Im ESC-Finale gewinnt die Favoritin aus Schweden und Lord of the Lost werden letzte

  • Jens Buchholz
  • Lesedauer: 4 Min.

Die Schwedin Loreen hat mit ihrer Powerballade »Tattoo« den 67. Eurovision Song Contest (ESC) in Liverpool gewonnen. Sie hatte vor allem die Jurys aus den 37 Teilnehmerländern überzeugt. Damit hat zum siebten Mal ein Teilnehmer aus Schweden gewonnen. Die prominentesten schwedischen Gewinner waren ABBA mit ihrem Hit »Waterloo« im Jahr 1974. Aber auch Loreen schreibt ESC-Geschichte: Sie gewann den ESC als erste Frau zum zweiten Mal. Bereits 2012 stand sie mit ihrem Song »Euphoria« auf dem Siegertreppchen.

Mit sieben Siegen schließt Schweden damit zum Rekordgewinnerland Irland auf, das den ESC ebenfalls schon sieben Mal gewonnen hat. Auf Platz zwei landete der Finne Käärijä mit seinem originellen Dancekracher »Cha Cha Cha«, der nicht nur großen Zuspruch beim Televoting bekam, sondern auch das Publikum in der Liverpool Arena voll im Griff hatte. Dass Loreen und Käärije die Spitzenplätze unter sich ausmachen würden, war ESC-Insidern klar. In den Wettquoten führten sie schon länger. Die israelische Sängerin Noa Kirel landete mit ihrem Dancetrack »Unicorn« auf dem dritten Platz.

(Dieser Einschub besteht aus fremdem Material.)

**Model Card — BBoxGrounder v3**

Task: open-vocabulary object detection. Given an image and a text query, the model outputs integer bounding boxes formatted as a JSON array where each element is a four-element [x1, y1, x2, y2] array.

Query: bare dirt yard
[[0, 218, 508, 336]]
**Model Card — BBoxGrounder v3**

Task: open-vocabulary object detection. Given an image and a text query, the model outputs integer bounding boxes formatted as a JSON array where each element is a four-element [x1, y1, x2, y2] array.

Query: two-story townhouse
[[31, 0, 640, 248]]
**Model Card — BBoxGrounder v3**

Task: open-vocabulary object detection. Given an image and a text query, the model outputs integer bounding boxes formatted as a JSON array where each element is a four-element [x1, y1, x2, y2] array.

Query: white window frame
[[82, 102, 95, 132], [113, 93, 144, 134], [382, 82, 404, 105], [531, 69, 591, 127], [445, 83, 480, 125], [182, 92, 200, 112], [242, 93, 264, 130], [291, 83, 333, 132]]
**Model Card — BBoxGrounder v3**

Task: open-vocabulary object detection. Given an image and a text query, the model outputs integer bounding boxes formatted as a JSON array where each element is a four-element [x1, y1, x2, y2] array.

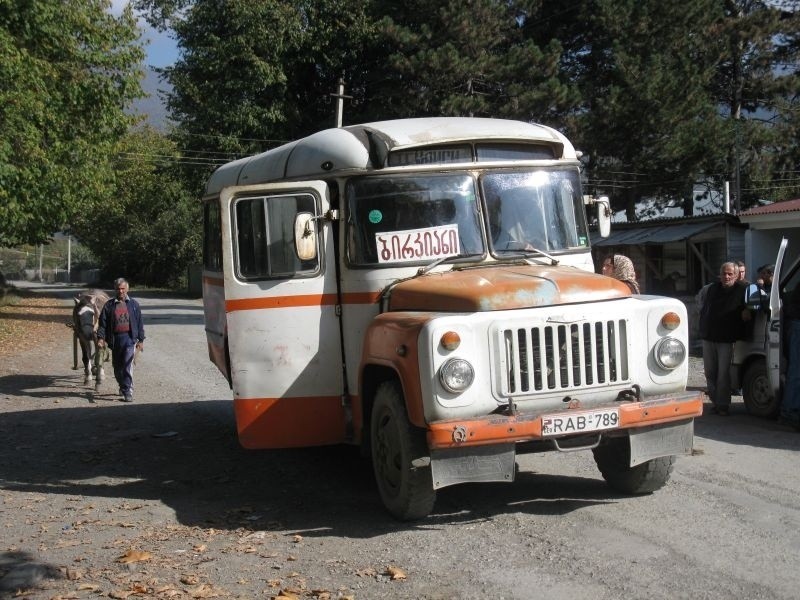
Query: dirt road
[[0, 290, 800, 600]]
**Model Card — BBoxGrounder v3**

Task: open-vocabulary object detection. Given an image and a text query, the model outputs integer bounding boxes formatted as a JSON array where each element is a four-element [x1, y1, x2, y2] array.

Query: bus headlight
[[439, 358, 475, 394], [653, 337, 686, 371]]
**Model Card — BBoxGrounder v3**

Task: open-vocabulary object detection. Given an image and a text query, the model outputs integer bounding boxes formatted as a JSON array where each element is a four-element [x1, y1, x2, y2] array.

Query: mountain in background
[[130, 66, 172, 131]]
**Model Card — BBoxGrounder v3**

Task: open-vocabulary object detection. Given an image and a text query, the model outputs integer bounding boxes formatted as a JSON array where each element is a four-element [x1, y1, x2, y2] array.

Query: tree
[[713, 0, 800, 209], [532, 0, 724, 220], [137, 0, 376, 189], [0, 0, 144, 246], [74, 127, 202, 285]]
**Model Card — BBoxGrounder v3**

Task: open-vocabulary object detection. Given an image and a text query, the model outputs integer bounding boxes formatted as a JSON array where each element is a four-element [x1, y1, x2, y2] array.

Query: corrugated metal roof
[[592, 221, 722, 246], [739, 198, 800, 217]]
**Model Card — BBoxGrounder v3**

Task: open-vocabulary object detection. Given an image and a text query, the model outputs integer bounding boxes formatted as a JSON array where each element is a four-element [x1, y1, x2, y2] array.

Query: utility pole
[[67, 235, 72, 283], [331, 77, 352, 127]]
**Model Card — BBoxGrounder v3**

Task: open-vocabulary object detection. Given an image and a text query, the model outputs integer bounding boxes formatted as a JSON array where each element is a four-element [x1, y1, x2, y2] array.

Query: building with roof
[[592, 213, 747, 298], [739, 199, 800, 274]]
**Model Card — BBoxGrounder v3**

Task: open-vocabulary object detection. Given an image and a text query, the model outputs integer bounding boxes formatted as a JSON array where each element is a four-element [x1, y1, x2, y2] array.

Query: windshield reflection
[[481, 170, 588, 254]]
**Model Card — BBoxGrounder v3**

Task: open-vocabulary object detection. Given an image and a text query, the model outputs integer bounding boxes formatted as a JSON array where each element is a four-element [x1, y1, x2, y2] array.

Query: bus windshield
[[481, 169, 589, 255], [346, 173, 485, 265]]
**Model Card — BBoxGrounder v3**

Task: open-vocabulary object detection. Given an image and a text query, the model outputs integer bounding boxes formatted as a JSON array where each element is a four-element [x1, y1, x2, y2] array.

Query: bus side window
[[236, 194, 319, 279], [203, 202, 222, 271]]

Eine bittere Überraschung allerdings war, dass die Hamburger Band Lord of the Lost mit ihrem ansprechenden Heavysong »Blood and Glitter« auf dem 26. und damit letzten Platz landeten. Weder die Jurys noch das Publikum fühlten sich von dem Song angesprochen. Im Vorfeld hatte das Lied in den Wettquoten stets zwischen dem 15. und 20. Platz gelegen, was im Vergleich zu den Vorjahren eine echte Verbesserung gewesen wäre. Es sollte nicht sein. Deutschland setzt seine Serie in den Bottom-Five fort. Die Enttäuschung im deutschen Team war groß. Die Analyse für die Gründe des Debakels setzte sofort nach Ende der Sendung ein. Die beiden Moderatoren des offiziellen NDR-ESC-Podcast Marcel Stober und Thomas Mohr etwa bemängelten die einfallslose Performance der Band.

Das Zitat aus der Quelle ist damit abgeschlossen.